TNH: Could you enlighten our readers on the progress of the solution of the third issue you mentioned, the deficit of the Pension Plan of the Clergy? What will you tell the Patriarch?
This issue, admittedly, has tired me very much, because I did not expect that it would be so complex. I believed that in an historic Archdiocese they would have resolved long ago such issues of the Pension Plan, life insurance, and healthcare. I understood later that the matter is neither solely economic, nor purely an issue of governance. However, what I found most difficult are the interpersonal relationships that have been deeply damaged along with the accumulated mistrust of the clergy and the administration of our Archdiocese. These are, as you can understand, problems that need time to be repaired. I cannot blame the clergymen for their concern and hesitation since this issue is so vital to them, to their presvyteres, and to their children, who — in regard to the pension — have until now been treated with so much indifference and non-transparency.

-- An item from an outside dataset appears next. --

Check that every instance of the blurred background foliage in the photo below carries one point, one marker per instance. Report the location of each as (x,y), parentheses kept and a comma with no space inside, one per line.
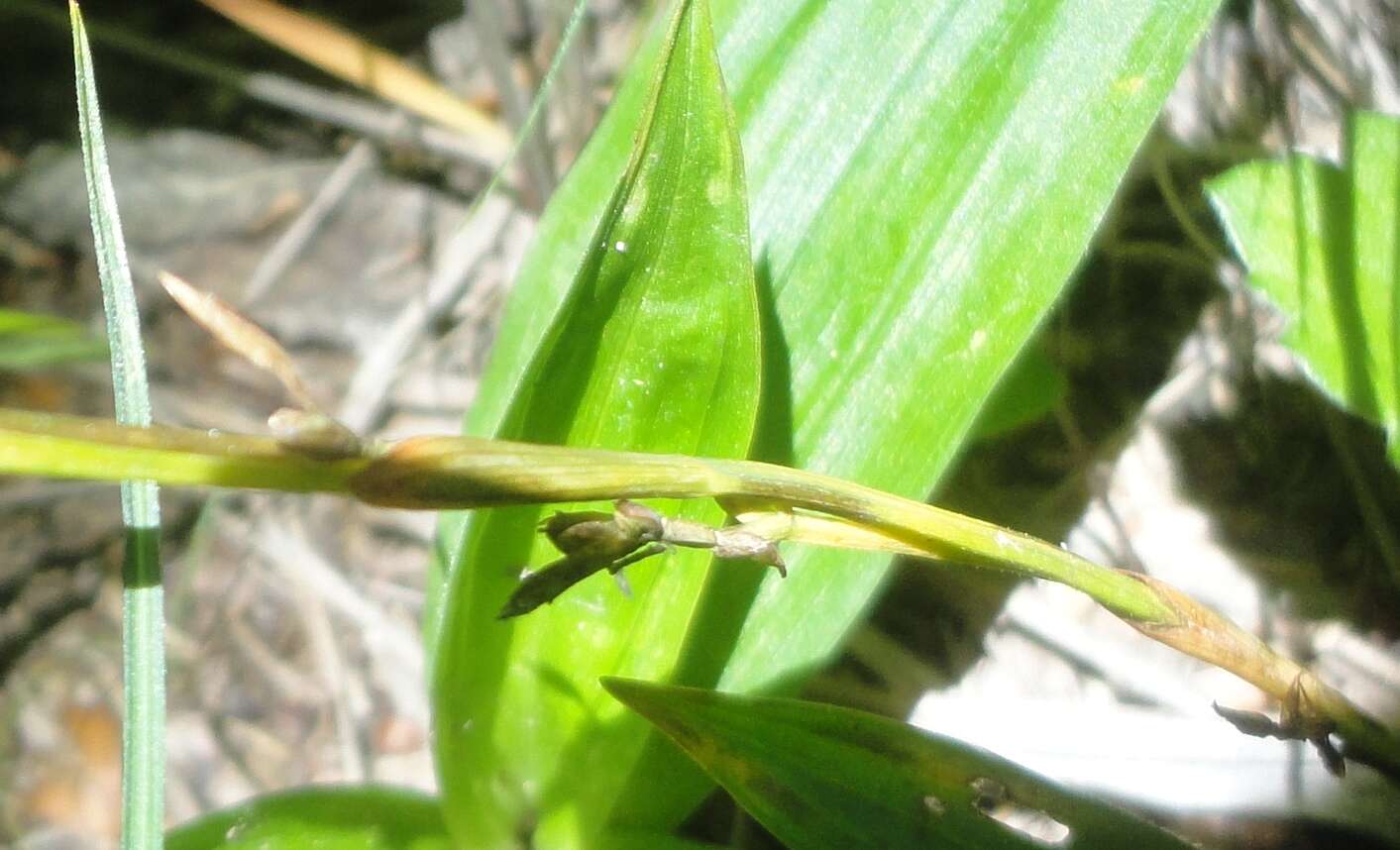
(1159,346)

The explosive problem of the clergy pension plan did not allow me to sleep during the first months of my ministry in America. I knew that the funding deficit of about $65 million had constantly grown and ultimately would lead one day to the Plan’s collapse, making it incapable of paying the pensions of our retired clergy, leaving them exposed in their old age after so many years of dedicated service – even if this might not happen for some decades, when I am no longer alive. My co-workers and I have devoted many hours to meetings, teleconferences, and conversations with the clergy and experts on the topics concerning the Pension Plan and employee insurance.
Today, I am in the grateful position to announce that a funding solution has been found for the Pension Plan. It is a solution that will not heavily burden the parishes, the priests themselves, or the Archdiocese. I would like to emphasize that we are not freezing, nor replacing the existing Pension Plan. Following the recommendations of Mercer, one of the leading consulting firms on investment and pension topics, we have prepared a funding plan, as we had committed ourselves at the Clergy-Laity Congress this past September. By implementing this strategy, we will save the Pension Plan.
TNH: How do you feel about the Greek-American Community?
Archbishop Elpidophoros: Allow me to express my gratitude to the people of God, the faithful men and women of our Holy Archdiocese, because they inspire me and give me strength with their faith in God, their devotion to the sanctuaries and holy places of our Church, and their offerings to keep our churches, our schools, and our ministries and programs alive throughout the American nation. May God bless them, protect their families, ensure their health, and multiply the success of their works. This is the most valuable gift I would place upon the omophorion of our Patriarch.